Welcome to the world now that the light has come.”
It’s a marvel that
anybody encountered the Light and said, “This is God’s light shining on
us.” It’s a theme—listening but not
hearing, looking but not seeing—that recurs in the Fourth Gospel.
Jesus the Light of
the World shines, but people just don’t get it. “This message is harsh,” said
his disciples when he tells them that he is the bread come down from heaven
whom they must devour (6:60). “Give us a word,” asks the baffled mob in
Jerusalem (7:36), and Jesus says, “My word finds no place in you. You can’t
take what I have to say to you” (8:37, 43).
John says that
when you see the light, you are a new creation, Genesis 1 all over again. The
light does shine in the darkness for you. “But those who did welcome him, those
who believed in his name, he authorized to become God’s children, born not from
blood nor human desire or passion, but born from God.” (John 1:12-13)
Furthermore, if
you stay in the light: “If you remain faithful to my teaching...then you will
know the truth, and the truth will set you free” (8:31-32). These words
proclaim God’s gracious solution to the problem between you and God: “You have
already been cleansed by the word that I have spoken to you” (15:3 NRSV).
We can render the verse, “light
shines in the darkness and the darkness doesn’t extinguish the light,” in yet
one more way than “comprehend” or “overcome.” It could also be, “The darkness
has not overtaken it.”
The darkness doesn’t “get it” in
the sense that the darkness doesn’t grasp the Light. In John 12, Jesus warns
his disciples to walk in the light lest the darkness “overtake you.” Same verb.

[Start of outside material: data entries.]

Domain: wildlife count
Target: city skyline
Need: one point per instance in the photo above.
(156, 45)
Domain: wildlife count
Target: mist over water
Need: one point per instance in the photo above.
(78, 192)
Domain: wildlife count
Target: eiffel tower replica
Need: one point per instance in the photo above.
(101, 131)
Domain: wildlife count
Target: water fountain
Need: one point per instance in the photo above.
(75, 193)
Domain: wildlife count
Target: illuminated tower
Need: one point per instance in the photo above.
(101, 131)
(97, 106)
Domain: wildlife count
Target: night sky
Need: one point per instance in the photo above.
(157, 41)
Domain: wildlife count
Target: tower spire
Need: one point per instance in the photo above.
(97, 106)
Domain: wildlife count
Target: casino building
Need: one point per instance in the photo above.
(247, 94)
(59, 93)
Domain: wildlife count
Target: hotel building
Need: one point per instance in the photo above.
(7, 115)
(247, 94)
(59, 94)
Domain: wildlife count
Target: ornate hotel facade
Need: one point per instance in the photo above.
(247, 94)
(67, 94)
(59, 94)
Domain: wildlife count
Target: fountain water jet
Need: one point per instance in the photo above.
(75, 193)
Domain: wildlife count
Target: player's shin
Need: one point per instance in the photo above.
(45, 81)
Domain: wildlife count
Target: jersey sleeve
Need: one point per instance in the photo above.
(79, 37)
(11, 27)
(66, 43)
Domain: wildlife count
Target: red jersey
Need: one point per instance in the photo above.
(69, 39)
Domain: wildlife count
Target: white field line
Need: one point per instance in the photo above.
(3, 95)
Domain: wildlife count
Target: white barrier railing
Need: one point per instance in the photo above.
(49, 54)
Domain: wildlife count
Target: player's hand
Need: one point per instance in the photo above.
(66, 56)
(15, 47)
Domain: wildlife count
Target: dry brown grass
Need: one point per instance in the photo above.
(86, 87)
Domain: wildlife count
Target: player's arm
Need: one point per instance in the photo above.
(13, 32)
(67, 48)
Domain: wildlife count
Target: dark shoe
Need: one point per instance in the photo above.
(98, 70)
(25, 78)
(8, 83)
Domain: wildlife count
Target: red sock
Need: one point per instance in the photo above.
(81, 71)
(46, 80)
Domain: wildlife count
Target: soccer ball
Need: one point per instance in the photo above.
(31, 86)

Talk with any person who works for
a ministry and is responsible for raising funds, like Eric Lane, at the Fellowship
Mission in Warsaw. If you ask, “How is
it going?” You may hear as the answer,
“We are always one step ahead of financial disaster.” That is all that it takes. The darkness has not overtaken the light.
Paul says in Romans 12 that we
should not “overcome evil with evil but overcome evil with good.” In other
words, we respond to evil in the world as God has answered in Christ. Let light
shine.
We don’t overcome evil with the
ways of the world—through force, violence, retribution, or lying. We overcome
evil as Christ—love showing up, light shining into our darkness.
Good news! The Light of the World
has come to us, has moved in with us, and nothing will overcome this light!